Regarding the preparation of field research, he emphasized the importance of field research funding. Staying in the field, of course, costs a lot of money. For this purpose, we apply to many institutions for grants. At this point he reminded us that we should not be discouraged even if we receive rejection letters. Taking questions from students, he encouraged students to keep up the good work in applying, stating that he has received almost three or four times more rejection letters than acceptance letters. Equally important, we need a strong proposal which will serve as a "smart GPS" - borrowing his term that locates us within our own research plan and shows in which direction we should go.

Once we have field research grants, we then go to the field. According to Prof. Arce, during the field research, your scheduling, GPS, and understanding of culture become crucial. Prof. Arce first recommended us to create a schedule so that in the field we could manage everything by ourselves; otherwise, we might waste our precious time. Scheduling includes checking library time as well as interviews. Regarding interview scheduling, he told us many interesting and funny episodes, hoping that they would help us. While he was scheduling interviews in Argentina before taking off, he came to contact one person, who was in charge of statistical data; data essential for his research. After contacting him via email, however, Prof. Arce felt that he was not willing to help. Afterward, Prof. Arce prepared a good gift for him. When he gave the gift, he jokingly stated that they became the so-called "BFFs"- Best Friends Forever. Ever since, the one who was in charge of the data has been a powerful assistant for his research. This episode showed us that doing field research is not only obtaining the necessary original data, but also making friends in the world and understanding other cultures. Together with the understanding of other cultures, his advice was truly impressive. According to Prof. Arce, when we go to the field, we tend to collect data that support our argument. However, he pointed out that "the purpose of the research is to 'falsify' your hypothesis." Furthermore, if we find any evidence that our hypothesis is wrong, we should contact our advisors as soon as possible. It would be helpful for us to revise our hypothesis while we are still in field, not after we are finished with field research, which may result in our time in the field being in vain.

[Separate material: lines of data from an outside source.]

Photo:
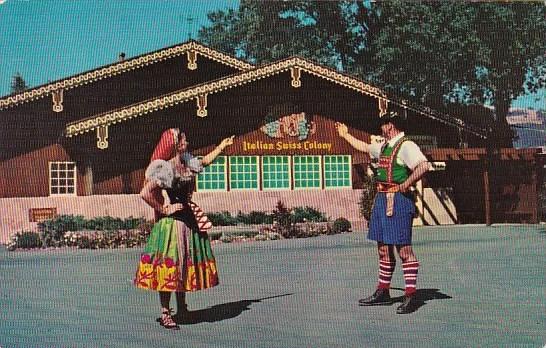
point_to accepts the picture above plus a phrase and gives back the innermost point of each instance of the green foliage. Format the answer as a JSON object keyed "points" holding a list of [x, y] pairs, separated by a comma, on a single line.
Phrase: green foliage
{"points": [[431, 53], [282, 216], [25, 240], [107, 223], [367, 198], [66, 230], [341, 225], [52, 231], [222, 219], [330, 32], [308, 214]]}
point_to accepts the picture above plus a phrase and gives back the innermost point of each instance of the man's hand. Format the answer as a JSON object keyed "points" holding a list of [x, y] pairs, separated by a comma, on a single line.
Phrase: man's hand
{"points": [[170, 209], [226, 142]]}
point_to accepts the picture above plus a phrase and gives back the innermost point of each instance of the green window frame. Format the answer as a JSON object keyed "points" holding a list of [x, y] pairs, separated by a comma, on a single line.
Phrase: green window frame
{"points": [[214, 176], [307, 172], [337, 171], [62, 178], [244, 173], [276, 173]]}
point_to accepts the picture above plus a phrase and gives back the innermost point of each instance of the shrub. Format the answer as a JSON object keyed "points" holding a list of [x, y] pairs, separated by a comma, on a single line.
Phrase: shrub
{"points": [[52, 231], [366, 199], [282, 216], [222, 219], [25, 240], [255, 218], [341, 225], [308, 214]]}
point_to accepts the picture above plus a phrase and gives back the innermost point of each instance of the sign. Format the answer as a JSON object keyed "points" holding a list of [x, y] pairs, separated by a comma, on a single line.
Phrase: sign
{"points": [[41, 214], [425, 142], [286, 145]]}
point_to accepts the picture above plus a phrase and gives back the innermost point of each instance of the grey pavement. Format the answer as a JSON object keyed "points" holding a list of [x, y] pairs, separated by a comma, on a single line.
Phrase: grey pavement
{"points": [[479, 287]]}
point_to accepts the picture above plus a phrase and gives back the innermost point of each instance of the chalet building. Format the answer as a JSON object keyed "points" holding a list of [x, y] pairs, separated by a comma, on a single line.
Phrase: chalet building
{"points": [[80, 145]]}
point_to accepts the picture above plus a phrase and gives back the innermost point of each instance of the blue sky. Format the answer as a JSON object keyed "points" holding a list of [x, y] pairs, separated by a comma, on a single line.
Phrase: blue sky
{"points": [[46, 40]]}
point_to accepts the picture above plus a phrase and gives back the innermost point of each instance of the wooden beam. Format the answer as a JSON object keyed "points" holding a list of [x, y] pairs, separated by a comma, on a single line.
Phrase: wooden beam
{"points": [[487, 195]]}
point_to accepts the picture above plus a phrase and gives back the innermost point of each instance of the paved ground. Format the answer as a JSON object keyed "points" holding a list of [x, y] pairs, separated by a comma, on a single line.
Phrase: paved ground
{"points": [[480, 287]]}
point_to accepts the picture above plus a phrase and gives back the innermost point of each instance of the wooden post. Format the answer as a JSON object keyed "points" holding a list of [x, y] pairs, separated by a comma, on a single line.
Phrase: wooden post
{"points": [[487, 195], [88, 180]]}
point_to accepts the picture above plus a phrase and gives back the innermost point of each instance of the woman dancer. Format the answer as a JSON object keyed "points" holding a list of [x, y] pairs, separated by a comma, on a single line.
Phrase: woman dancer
{"points": [[178, 256]]}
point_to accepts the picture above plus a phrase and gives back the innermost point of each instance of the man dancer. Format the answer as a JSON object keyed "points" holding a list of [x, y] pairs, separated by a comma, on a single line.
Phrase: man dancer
{"points": [[401, 164]]}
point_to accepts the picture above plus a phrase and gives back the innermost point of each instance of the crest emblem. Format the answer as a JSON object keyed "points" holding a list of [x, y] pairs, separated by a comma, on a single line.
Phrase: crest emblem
{"points": [[293, 125]]}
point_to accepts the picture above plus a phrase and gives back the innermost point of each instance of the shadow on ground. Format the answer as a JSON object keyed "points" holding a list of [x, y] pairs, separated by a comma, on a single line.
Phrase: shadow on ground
{"points": [[220, 312], [422, 296]]}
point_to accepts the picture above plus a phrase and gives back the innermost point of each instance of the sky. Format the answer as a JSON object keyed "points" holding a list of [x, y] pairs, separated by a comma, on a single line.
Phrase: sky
{"points": [[46, 40]]}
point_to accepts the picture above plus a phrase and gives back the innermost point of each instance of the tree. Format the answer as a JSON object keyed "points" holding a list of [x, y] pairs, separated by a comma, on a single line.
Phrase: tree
{"points": [[513, 37], [439, 52], [18, 84], [330, 33], [434, 53]]}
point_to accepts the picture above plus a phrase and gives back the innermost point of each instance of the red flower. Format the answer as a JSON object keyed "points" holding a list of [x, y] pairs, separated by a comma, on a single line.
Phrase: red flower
{"points": [[169, 262], [145, 258]]}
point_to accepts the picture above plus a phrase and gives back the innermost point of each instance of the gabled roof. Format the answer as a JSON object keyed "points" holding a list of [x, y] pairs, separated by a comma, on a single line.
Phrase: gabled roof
{"points": [[245, 77], [119, 68]]}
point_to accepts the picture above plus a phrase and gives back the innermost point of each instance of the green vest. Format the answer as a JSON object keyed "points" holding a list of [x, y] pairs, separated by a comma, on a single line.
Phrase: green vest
{"points": [[389, 170]]}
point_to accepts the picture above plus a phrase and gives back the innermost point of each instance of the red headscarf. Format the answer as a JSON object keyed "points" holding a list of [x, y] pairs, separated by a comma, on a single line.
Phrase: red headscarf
{"points": [[167, 144], [164, 150]]}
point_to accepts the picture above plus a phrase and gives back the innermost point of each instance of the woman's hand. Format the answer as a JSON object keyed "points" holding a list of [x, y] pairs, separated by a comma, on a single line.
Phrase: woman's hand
{"points": [[169, 209], [226, 142]]}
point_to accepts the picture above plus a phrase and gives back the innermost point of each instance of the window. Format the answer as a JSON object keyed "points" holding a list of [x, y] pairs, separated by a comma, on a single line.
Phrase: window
{"points": [[243, 172], [337, 171], [62, 178], [276, 172], [307, 172], [213, 177]]}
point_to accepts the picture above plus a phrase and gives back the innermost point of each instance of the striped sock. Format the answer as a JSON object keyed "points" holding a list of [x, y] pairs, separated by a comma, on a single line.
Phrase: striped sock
{"points": [[386, 269], [410, 276]]}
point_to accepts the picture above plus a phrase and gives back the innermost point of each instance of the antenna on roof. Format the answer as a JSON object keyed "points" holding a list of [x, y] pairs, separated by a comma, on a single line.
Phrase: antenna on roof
{"points": [[189, 21]]}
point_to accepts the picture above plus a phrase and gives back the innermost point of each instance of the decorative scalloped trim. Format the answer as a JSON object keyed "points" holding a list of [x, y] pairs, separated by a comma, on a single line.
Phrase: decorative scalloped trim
{"points": [[121, 67], [245, 77]]}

After the field research, sending thank-you notes and emails are important, and more than anything, to write and finish our dissertation is essential, he advised. Lastly, Prof. Arce encouraged us with a saying that "a good dissertation is a done dissertation."

During and after the talk, Prof. Arce and everyone shared our own experiences, as well as what we had on our mind about the field research and impression. One question from students was about the relation between doing research as a scholarly job and as a practical job. Prof. Arce pointed out that though he focused a bit more on doing field research as a scholarly job, doing field research reflected the expression of our interest in other cultures and helped deepen our understanding of other cultures, which in turn, assists in during our future careers.

One comment from the floor stated our feelings well, "I wish I could listen to this talk before carrying out my own field research." As we expected from this seminar, the talk from Prof. Arce truly provided insight into other cultures, Latin American cultures in particular. Also his talk contributed to a deeper understanding in dealing with cultural diversity, together with civil society, which we have been engaged in enthusiastically.